According to The New York Times, the new cases at the Capitol Police mark the highest spike among the force in months. Gus Papathanasiou, chairman of the U.S. Capitol Police Labor Committee, shared that union members have been pushing for COVID-19 safety measures since March 2020 with officers constantly risking the chance of exposure as they put their lives on the line of duty.
“The union had been pushing the department for testing and recently pushing for vaccines, but the incompetence of the USCP chiefs of police, both former and current with the new acting chief and assistant chiefs, speaks volumes of the lack of leadership at the top of the USCP,” Papathanasiou said in an emailed statement to DCist/WAMU. “The continued systemic failures of this Department is unacceptable and the congressional community as well as the officers that put their lives on the line every day deserve better than being led by inept chiefs of police.”
Following criticism of the lack of preparation for the riots and ill leadership, Steven Sund, the Capitol Police chief at the time of the riots stepped down. Yogananda Pittman was named acting chief becoming the first woman and first Black officer to lead the force, DCist/WAMU reported.

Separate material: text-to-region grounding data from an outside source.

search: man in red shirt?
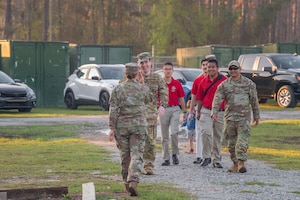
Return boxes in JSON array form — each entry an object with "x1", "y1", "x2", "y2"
[
  {"x1": 160, "y1": 62, "x2": 187, "y2": 166},
  {"x1": 196, "y1": 58, "x2": 227, "y2": 168},
  {"x1": 189, "y1": 58, "x2": 208, "y2": 164}
]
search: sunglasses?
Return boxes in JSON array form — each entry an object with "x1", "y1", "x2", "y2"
[{"x1": 229, "y1": 66, "x2": 239, "y2": 71}]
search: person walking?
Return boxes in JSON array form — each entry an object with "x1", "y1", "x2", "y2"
[
  {"x1": 136, "y1": 52, "x2": 168, "y2": 175},
  {"x1": 196, "y1": 58, "x2": 227, "y2": 168},
  {"x1": 189, "y1": 58, "x2": 208, "y2": 164},
  {"x1": 211, "y1": 60, "x2": 260, "y2": 173},
  {"x1": 160, "y1": 62, "x2": 187, "y2": 166},
  {"x1": 108, "y1": 62, "x2": 152, "y2": 196},
  {"x1": 181, "y1": 100, "x2": 196, "y2": 153}
]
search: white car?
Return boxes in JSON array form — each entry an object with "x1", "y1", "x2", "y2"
[{"x1": 63, "y1": 64, "x2": 125, "y2": 111}]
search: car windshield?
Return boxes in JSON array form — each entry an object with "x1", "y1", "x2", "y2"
[
  {"x1": 99, "y1": 67, "x2": 124, "y2": 80},
  {"x1": 180, "y1": 69, "x2": 201, "y2": 81},
  {"x1": 0, "y1": 71, "x2": 14, "y2": 84},
  {"x1": 272, "y1": 55, "x2": 300, "y2": 69}
]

Alongside police officers and national security, at least eight members of Congress including Reps. Pramila Jayapal and Bonnie Watson Coleman also tested positive after the attack.
Members of Congress were forced to shelter together for safety during the attack following which many Republicans were criticized for their refusal to or lack of wearing a mask while sheltering in groups.
“Following the events of Wednesday, including sheltering with several colleagues who refused to wear masks, I decided to take a Covid test. I have tested positive,” Rep. Coleman tweeted on January 11. Reports of the incident indicated that at least six House Republicans refused to wear masks or ignored safety instructions to do so during the riots.
A memo was also released to Capitol staff and lawmakers regarding possible COVID-19 exposure, CNN reported. “On Wednesday January 6, many members of the House community were in protective isolation in (a) room located in a large committee hearing space. The time in this room was several hours for some and briefer for others. During this time, individuals may have been exposed to another occupant with coronavirus infection,” Dr. Brian P. Monahan wrote in the memo issued Jan. 10.
Statistics posted by the D.C. police department confirmed that since the Capitol riots not only have members of Congress, the National Guard, and Capitol Police tested positive for COVID-19 but at least 82 members of the D.C. police have as well, The Washington Post reported. The department is unable to confirm whether the positive tests are a result of working during the Capitol riots as officers continued to work around the city following the incident.
Amongst the majority of maskless individuals who chose violence on Jan. 6 were at least 30 cops from 12 different states, Daily Kos reported. As these people return home after their failed coup states nationwide are expected to see an increase in COVID-19 cases. According to The Washington Post, federal officials estimate about 800 rioters invaded the Capitol on Jan. 6.